For bond traders, the days of begging for more volatility may be over. Now they’re fretting about just how grisly the selloff can get.

Benchmark 10-year Treasury yields touched 2.88 percent Thursday, once again brushing up against the highest level since 2014, after a fleeting tumble Monday as stocks plummeted. While the Cboe Volatility Index, known as the VIX, is only about half of its recent peak, its bond-market cousin, the 10-year U.S. Treasury Note Volatility Index, just keeps climbing. It’s now the highest since April.

One worrisome thing for bond investors that’s contributing to higher volatility is the unknown: new Federal Reserve Chairman Jerome Powell. For years after the financial crisis, they could count on Ben S. Bernanke and Janet Yellen to essentially limit how far prices can fall in financial markets -- colloquially referred to as a “put,” after the option. In other words, the bet was that central bankers would add stimulus or, in recent years, halt their tightening path on any sign of unusual turbulence.

Judging by remarks from policy makers this week, who were unmoved by rising yields and the plunge in stocks, the Powell Fed isn’t rushing to signal that tendency.

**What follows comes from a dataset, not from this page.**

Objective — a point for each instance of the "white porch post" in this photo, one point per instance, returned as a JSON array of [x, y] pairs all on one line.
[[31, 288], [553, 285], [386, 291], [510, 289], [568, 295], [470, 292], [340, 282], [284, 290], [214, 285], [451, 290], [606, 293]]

“The market has been kind of having a panic attack -- we really haven’t heard from Powell and it would help if he made some soothing comments,” said  Ed Yardeni, president of Yardeni Research. “I don’t think he wants to establish right away that he wants a ‘Powell put’ the way we had a ‘Greenspan put’ and a ‘Bernanke put.”’


No Harbor

Nothing seems to be going right for the world’s biggest bond market: An auction of 10-year notes Wednesday saw the weakest demand in five months; Japan dumped U.S. debt in December, making 2017 the largest exodus from Treasuries in a decade; and, as the Bank of England reminded traders Thursday, the global economy is humming.

For now, the market is moving toward higher yields, and strategists are hesitant to call an end to the rout. Momentum seems skewed toward further price declines, they say, even as relative-strength index analysis suggests Treasuries are on the verge of being oversold. The 10-year yield may test 3 percent in the next few weeks, according to BMO Capital Markets.

“The market looks to the Fed during times like this for calming,” said Ward McCarthy, chief financial economist at Jefferies LLC. Traders “probably have mixed emotions about what’s happened. On the one hand it lets some air out of the bubble. But on the other hand, there are some anxieties over how far it will go.”

Weaning Process
Bond traders are bracing for volatility across the Treasuries curve. A day after the stock-market rout, bets re-emerged on four Fed hikes this year, rather than the three signaled by officials. Then on Thursday, a block trade of put options targeted the 30-year yield to rise to 3.25 percent by Feb. 23, from about 3.14 percent now. That would be the highest level since 2015.

Whether you want to call it a “bear market” or not, the march higher in yields -- and volatility -- may persist as long as the Fed is unwavering in the face of equities jitters.